Quem sabe, até, eu era só aprendiz de anjo.
Não ter forças para lutar era o meu único perdão.
É necessário certo grau de cegueira para poder enxergar determinadas coisas.
Escrevo muito simples e muito nu. Por isso fere. Sou uma paisagem cinzenta e azul. Elevo-me na fonte seca e na luz fria.
Quando criança, e depois adolescente, fui precoce em muitas coisas. Em sentir um ambiente, por exemplo, em apreender a atmosfera íntima de uma pessoa. Por outro lado, longe de precoce, estava em incrível atraso em ralação a outras coisas importantes. Continuo aliás atrasada em muitos terrenos. Nada posso fazer: parece que há em mim um lado infantil que não cresce jamais.

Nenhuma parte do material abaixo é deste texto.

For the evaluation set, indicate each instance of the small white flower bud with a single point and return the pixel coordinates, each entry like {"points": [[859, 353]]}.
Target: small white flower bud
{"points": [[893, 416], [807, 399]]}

Minhas ideias são inventadas. Eu não me responsabilizo por elas.
A fé – é saber que se pode ir e comer o milagre. A fome, esta é que é em si mesma a fé – e ter necessidade é a minha garantia de que sempre me será dado. A necessidade é o meu guia.
Preciso ser livre - não aguento a escravidão do amor grande, o amor não me prende tanto.
E o que não posso e não quero exprimir fica sendo o mais secreto dos meus segredos.
Refugio-me nas rosas, nas palavras. Pobre consolação. Estou inflacionada. Não valho nada.
Nada a retinha, nem o medo. Mas mesmo que agora se aproximasse a morte, mesmo a vileza, a esperança ou de novo a dor. Parara simplesmente. Estavam cortadas as veias que a ligavam às coisas vividas, reunidas num só bloco longínquo, exigindo uma continuação lógica, mas velhas, mortas. Só ela própria sobrevivera, ainda respirando. E à sua frente um novo campo, ainda sem cor a madrugada emergindo. Atravessar suas brumas para enxergá-lo. Não poderia recuar, não sabia por que recuar.
Uma história é feita de muitas histórias. E nem todas posso contar.